Herein, we present the results of an investigator-initiated prospective phase 2 study evaluating concurrent BTK and BCL2 inhibition in patients with WM. We combined ibrutinib and venetoclax to provide chemotherapy-free, all-oral, finite-duration treatment, which is supported by previous preclinical and clinical evidence. The outcome of interest in this study was the attainment of VGPR or better within 24 months of fixed-duration therapy. With a median follow-up time of 24 months and a median of 10 cycles of therapy, 19 (42%) patients attained VGPR. However, the study therapy was stopped early because of a higher-than-expected rate of ventricular arrhythmia.
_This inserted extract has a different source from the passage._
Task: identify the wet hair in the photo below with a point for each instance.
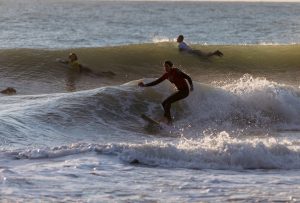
(73, 54)
(169, 63)
(180, 37)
The VGPR rate reported here was higher than that expected for both ibrutinib monotherapy in the frontline setting and venetoclax monotherapy in the relapsed setting, previously reported by our group at 30% at 50 months of active therapy22 and 19% at 33 months of follow-up.26 However, the proportion of patients with CXCR4 mutations differed between these studies, with a higher proportion of CXCR4 mutations in ibrutinib and venetoclax monotherapy studies, which could partly account for the observed differences. The VGPR rate observed here is comparable to the 10% to 40% reported with rituximab-containing regimens as frontline treatment in previous prospective clinical trials.38, 39, 40 Overall, our findings strongly suggest a likely additive effect of combining BTK and BCL2 inhibitors in WM, similar to that reported for CLL and MCL.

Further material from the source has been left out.